Surface-enhanced 2DIR spectroscopy of nm-thick films using plasmonic nano-arrays

The ability to interrogate structure and dynamics of molecules at interfaces is crucial for many fields of science and technology. In this chapter, we discuss the implementation of surface-enhanced two-dimensional infrared (SE 2DIR) vibrational spectroscopy to examine molecules in thin films down to a monolayer, enabled by lithographically-fabricated plasmonic nano-antenna arrays. A variety of nonlinear IR measurements are presented for sample films of different thicknesses, ranging from a monolayer to ca. 100 nm, including diagonal and cross peak 3rd-order SE 2DIR measurements and diagonal 5th-order SE IR measurements.

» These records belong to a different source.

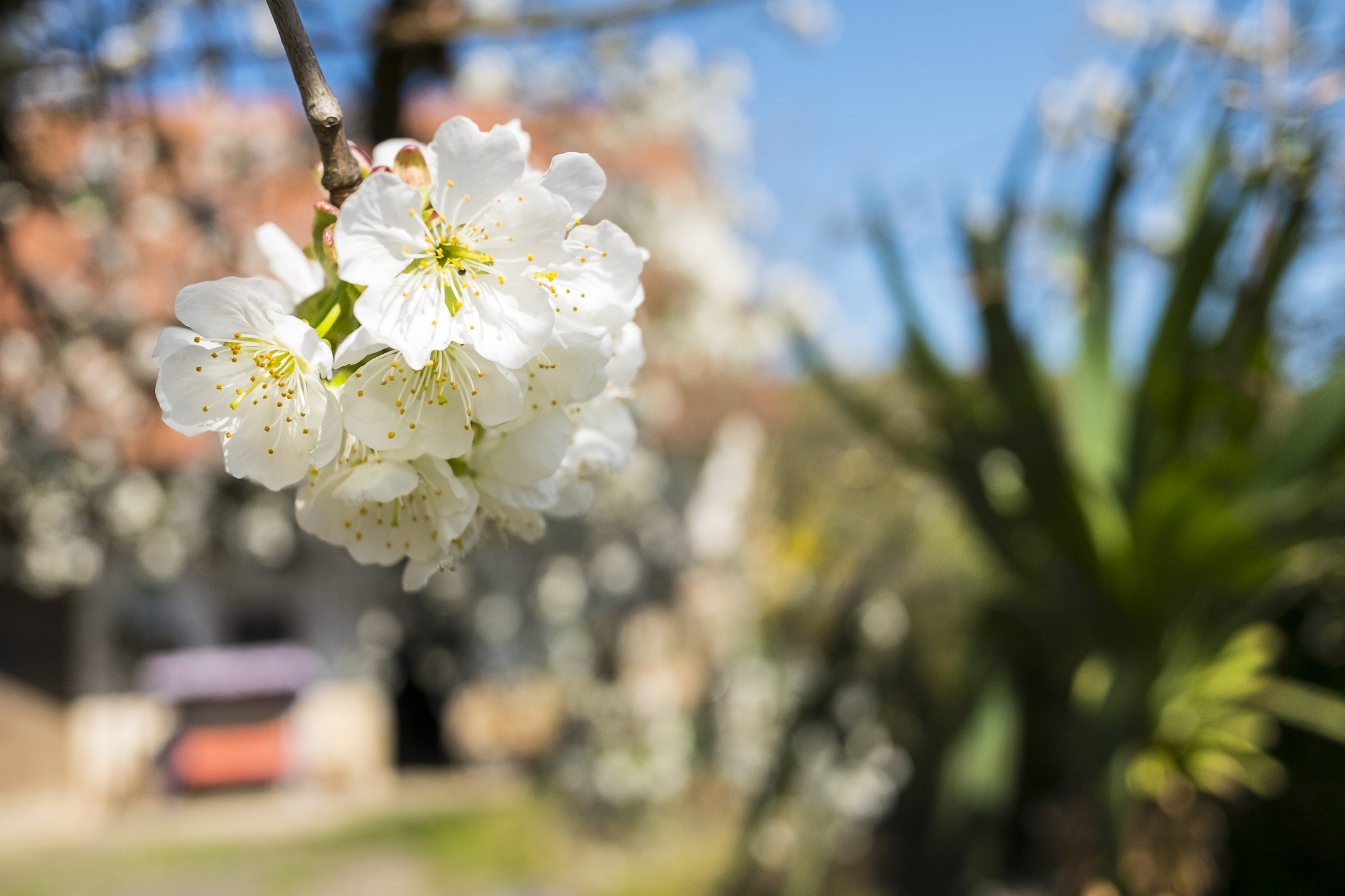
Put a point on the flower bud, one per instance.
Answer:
(361, 159)
(330, 241)
(410, 167)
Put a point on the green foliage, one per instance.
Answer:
(1146, 524)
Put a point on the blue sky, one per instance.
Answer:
(917, 100)
(921, 101)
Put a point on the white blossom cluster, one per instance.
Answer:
(454, 347)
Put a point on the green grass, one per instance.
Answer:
(521, 845)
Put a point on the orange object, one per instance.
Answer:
(232, 756)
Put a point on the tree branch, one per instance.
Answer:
(341, 171)
(443, 22)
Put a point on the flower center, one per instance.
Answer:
(275, 364)
(451, 259)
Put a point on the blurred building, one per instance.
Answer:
(128, 551)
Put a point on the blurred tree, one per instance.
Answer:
(1156, 538)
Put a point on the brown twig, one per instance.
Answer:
(443, 20)
(341, 171)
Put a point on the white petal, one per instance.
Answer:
(572, 499)
(454, 500)
(221, 308)
(525, 140)
(599, 288)
(304, 343)
(563, 377)
(496, 394)
(197, 400)
(288, 263)
(417, 575)
(376, 481)
(414, 524)
(481, 167)
(514, 322)
(510, 464)
(576, 178)
(277, 456)
(357, 347)
(330, 431)
(430, 410)
(627, 356)
(409, 314)
(525, 230)
(385, 154)
(380, 230)
(174, 337)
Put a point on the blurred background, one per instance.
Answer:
(986, 532)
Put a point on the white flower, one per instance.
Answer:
(603, 437)
(252, 373)
(463, 273)
(416, 574)
(598, 288)
(431, 410)
(384, 509)
(513, 471)
(299, 273)
(603, 433)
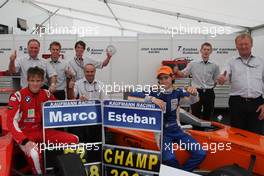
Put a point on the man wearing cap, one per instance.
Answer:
(169, 100)
(245, 73)
(204, 75)
(21, 65)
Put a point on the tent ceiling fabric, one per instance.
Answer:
(233, 12)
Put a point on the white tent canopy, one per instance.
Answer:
(130, 17)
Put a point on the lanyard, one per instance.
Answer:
(86, 89)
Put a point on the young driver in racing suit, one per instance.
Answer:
(168, 101)
(25, 120)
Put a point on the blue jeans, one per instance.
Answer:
(174, 134)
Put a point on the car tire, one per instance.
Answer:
(69, 165)
(230, 170)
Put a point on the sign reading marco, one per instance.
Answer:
(70, 113)
(81, 118)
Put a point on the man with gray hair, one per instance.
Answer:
(246, 76)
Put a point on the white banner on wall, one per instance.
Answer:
(137, 58)
(6, 48)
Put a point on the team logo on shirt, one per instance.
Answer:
(27, 99)
(174, 104)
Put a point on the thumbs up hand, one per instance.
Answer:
(13, 56)
(222, 78)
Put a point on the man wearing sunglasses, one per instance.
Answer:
(204, 75)
(246, 76)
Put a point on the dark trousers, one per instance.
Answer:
(204, 108)
(59, 94)
(176, 135)
(243, 113)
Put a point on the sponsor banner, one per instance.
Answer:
(136, 115)
(143, 160)
(115, 171)
(71, 113)
(81, 118)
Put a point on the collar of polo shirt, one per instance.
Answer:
(52, 61)
(30, 58)
(78, 58)
(86, 81)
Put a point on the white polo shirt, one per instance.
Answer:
(61, 67)
(246, 76)
(23, 64)
(77, 65)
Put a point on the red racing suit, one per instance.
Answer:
(25, 124)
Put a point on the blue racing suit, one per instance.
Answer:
(172, 133)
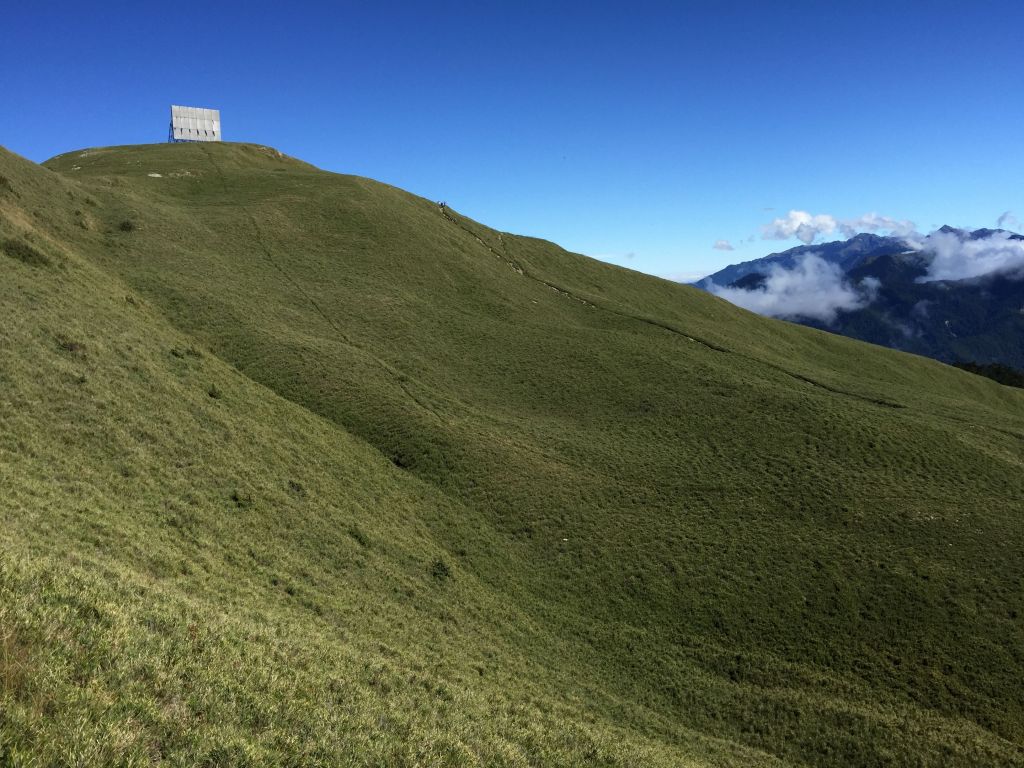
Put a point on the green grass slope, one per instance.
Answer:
(299, 467)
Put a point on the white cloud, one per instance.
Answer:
(813, 288)
(873, 222)
(800, 224)
(1007, 219)
(807, 227)
(956, 258)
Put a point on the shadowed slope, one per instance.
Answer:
(693, 520)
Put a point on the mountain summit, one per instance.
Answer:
(299, 468)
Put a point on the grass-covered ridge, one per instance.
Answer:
(297, 466)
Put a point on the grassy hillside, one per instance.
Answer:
(299, 467)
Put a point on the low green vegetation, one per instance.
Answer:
(297, 468)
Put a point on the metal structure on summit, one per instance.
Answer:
(194, 124)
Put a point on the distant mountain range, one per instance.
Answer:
(900, 296)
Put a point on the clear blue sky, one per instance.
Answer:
(639, 133)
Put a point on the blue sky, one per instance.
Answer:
(640, 133)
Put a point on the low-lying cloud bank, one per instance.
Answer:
(813, 288)
(807, 227)
(816, 289)
(953, 257)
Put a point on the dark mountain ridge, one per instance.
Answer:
(976, 320)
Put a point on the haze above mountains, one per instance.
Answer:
(953, 295)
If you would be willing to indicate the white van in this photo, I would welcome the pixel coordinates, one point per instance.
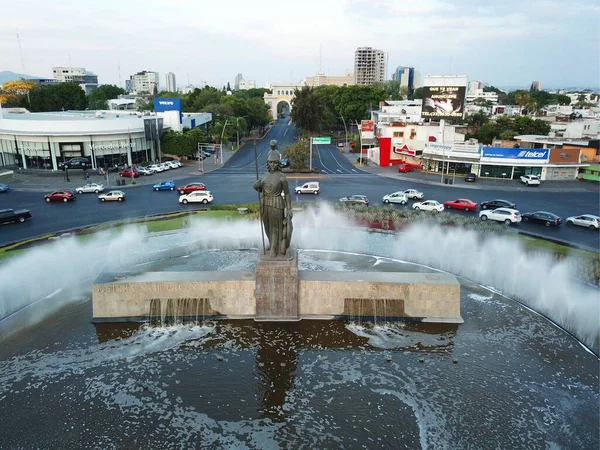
(312, 187)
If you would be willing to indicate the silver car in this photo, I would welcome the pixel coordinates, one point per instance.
(585, 220)
(90, 187)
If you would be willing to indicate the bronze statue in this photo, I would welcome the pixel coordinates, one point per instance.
(276, 210)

High raw-signal enhancement factors reaching 5.1 × 10⁴ were obtained for diagonal peaks of a carbonyl stretching mode in a 1.5 nm thick sample via the 3rd-order SE 2DIR measurements. A similar enhancement factor of 4.3 × 10⁴ was observed for cross peaks among the modes, frequency separated by ca. 350 cm⁻¹ and distance separated by over 12 Å, in nanometer-thick films. The mechanism of the enhancement was examined, using classical coupled oscillators approach. It revealed that for thicker samples the signal is dominated by a radiation damping mechanism, whereas the near-field enhancement is dominant for thinner samples of less than 3 nm thick. An application of SE 2DIR method to study sample monolayers and cross and diagonal peak waiting time dependences makes a wide arsenal of 2DIR techniques applicable for interrogating molecules at interfaces.